International Women’s Day 2019 has taken the theme of #BalanceforBetter,
to raise awareness of the ongoing need for a more gender-balanced world. After
all, it seems fairly sensible to assume that a balanced world is a better world.
This led me to think through the CRED portfolio of partners,
and to consider how gender-balanced are the organisations that we partner with?
Top of the list are the three partners that are headed up by
women:
Alice heading up Butterfly Space in Malawi, Etenesh who
founded and leads Berhan Lehetsanat in Ethiopia, and Janaki who did similar
with FIAM in India
And then if we dig a bit deeper we find Seble and Sabah
supporting Nebiyu at Ellilta, Josephine co-leading with Aaron at Chisomo, and
Pendo heading up the community work with Daniel at TVST.
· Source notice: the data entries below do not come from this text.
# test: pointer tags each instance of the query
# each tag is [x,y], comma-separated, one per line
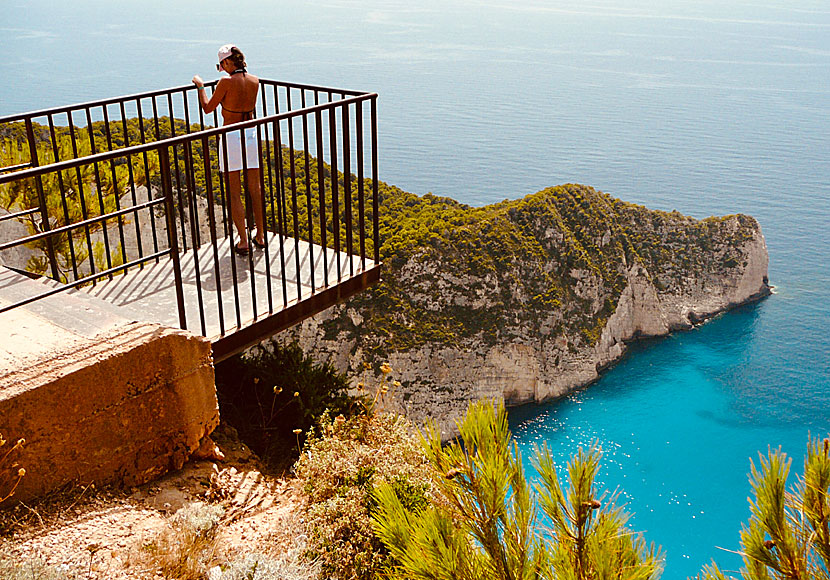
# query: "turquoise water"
[707,107]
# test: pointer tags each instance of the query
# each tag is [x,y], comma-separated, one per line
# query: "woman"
[237,94]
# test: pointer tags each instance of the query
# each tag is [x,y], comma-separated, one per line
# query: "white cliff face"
[537,356]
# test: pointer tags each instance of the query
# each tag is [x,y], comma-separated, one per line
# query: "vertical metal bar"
[294,200]
[131,177]
[189,178]
[115,192]
[81,198]
[263,209]
[244,184]
[309,201]
[94,150]
[225,203]
[375,217]
[194,224]
[321,193]
[212,220]
[361,217]
[335,193]
[68,220]
[347,183]
[172,236]
[41,196]
[147,185]
[179,185]
[281,226]
[234,277]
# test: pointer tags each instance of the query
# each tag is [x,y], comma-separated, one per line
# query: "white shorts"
[235,150]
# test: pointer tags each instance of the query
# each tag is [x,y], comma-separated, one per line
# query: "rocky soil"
[103,534]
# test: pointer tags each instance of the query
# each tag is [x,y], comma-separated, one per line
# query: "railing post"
[375,219]
[41,198]
[172,236]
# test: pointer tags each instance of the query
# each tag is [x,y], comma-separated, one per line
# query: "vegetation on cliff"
[556,260]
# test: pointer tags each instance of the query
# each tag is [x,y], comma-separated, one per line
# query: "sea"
[709,107]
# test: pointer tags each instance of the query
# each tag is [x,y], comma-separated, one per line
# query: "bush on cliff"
[341,465]
[275,390]
[483,522]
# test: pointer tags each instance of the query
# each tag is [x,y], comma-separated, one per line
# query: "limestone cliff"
[530,299]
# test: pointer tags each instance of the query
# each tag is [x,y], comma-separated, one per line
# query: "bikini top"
[248,115]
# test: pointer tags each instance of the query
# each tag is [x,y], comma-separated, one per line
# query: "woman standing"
[237,94]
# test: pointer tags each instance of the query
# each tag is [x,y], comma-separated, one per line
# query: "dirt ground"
[102,533]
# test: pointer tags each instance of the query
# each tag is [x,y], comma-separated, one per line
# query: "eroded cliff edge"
[527,300]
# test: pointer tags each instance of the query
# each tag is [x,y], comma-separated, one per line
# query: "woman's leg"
[237,211]
[256,200]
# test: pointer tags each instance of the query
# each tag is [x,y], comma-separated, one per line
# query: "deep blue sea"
[708,107]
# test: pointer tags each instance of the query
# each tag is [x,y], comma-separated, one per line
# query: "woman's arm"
[208,106]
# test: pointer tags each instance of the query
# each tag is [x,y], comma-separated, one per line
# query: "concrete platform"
[98,396]
[235,292]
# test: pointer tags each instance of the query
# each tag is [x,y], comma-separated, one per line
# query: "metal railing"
[106,187]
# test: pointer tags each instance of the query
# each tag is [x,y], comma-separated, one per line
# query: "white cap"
[225,51]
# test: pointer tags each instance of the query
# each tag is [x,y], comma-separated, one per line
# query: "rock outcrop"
[531,299]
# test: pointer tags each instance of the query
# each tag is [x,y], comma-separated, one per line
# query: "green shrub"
[274,390]
[788,534]
[340,467]
[484,524]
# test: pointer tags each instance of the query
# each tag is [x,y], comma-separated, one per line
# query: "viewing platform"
[122,199]
[119,284]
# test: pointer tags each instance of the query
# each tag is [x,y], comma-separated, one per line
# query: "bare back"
[239,98]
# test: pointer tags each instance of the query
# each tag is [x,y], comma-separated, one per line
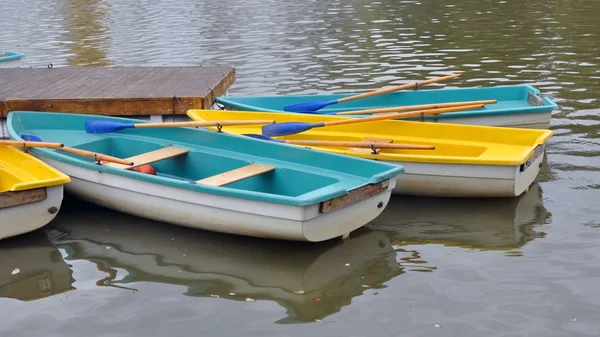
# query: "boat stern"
[338,217]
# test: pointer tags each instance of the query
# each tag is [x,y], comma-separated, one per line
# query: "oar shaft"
[203,123]
[360,144]
[403,115]
[415,107]
[31,144]
[96,156]
[398,87]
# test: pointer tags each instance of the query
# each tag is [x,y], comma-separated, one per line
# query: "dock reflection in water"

Add in Cherry, who founded Ellilta, and Dr Jember, who
founded IHA-UDP which in turn gave birth to AHISDO and CBISDO, and we have a
wonderful set of inspiring women who are all making massive differences in the
world, and really raising the profile of women in leadership.
But, they are working in cultures and communities where
gender-balance is often anything but the norm, and where day after day they are
having to take a stand against patriarchal and unequal mindsets.
Child-brides, abusive and arranged marriages, domestic
servitude, prostitution, communities where it is the cultural norm for the men
to sit and discuss the day whilst the women go out to work, girls who miss out
on education because they are expected to stay home and look after the younger
siblings, girls who arrive late at school because they first had to collect
water, girls who miss one-quarter of their education because every month they
are unable to attend due to a lack of tampons or sanitary pads, – these are just some of the issues that our
partners are experiencing in the communities in which they work.
And gently, subversively, tactfully, through action and
example, our partners are making inroads, and changing mindsets. Women are
being given a voice, girls are equipped to be able to attend school even when
on their period, provision is put in place so that children are looked after,
conversations are had with community leaders to discuss how to tackle some of
the patriarchal and cultural norms that are no longer seen as acceptable.
This is being done by the women I’ve mentioned, but it is
also being done by our other partners, who happen to be led by men, but who are
just as focussed on pursuing the rights of girls and women in the communities
in which they are based, and through the work that they are doing.
This International Women’s Day, as we celebrate the role of
women around the globe, I give thanks for our partners, and for all that they
are doing to forge a more equal, gender-balanced world.
And I ask myself, and you (if you’d like the challenge),
what can we do - in our communities, our schools, our places of work - to help
raise awareness against gender bias, to help promote gender equality, and to
take steps, one at a time, towards a more just and equal society for all.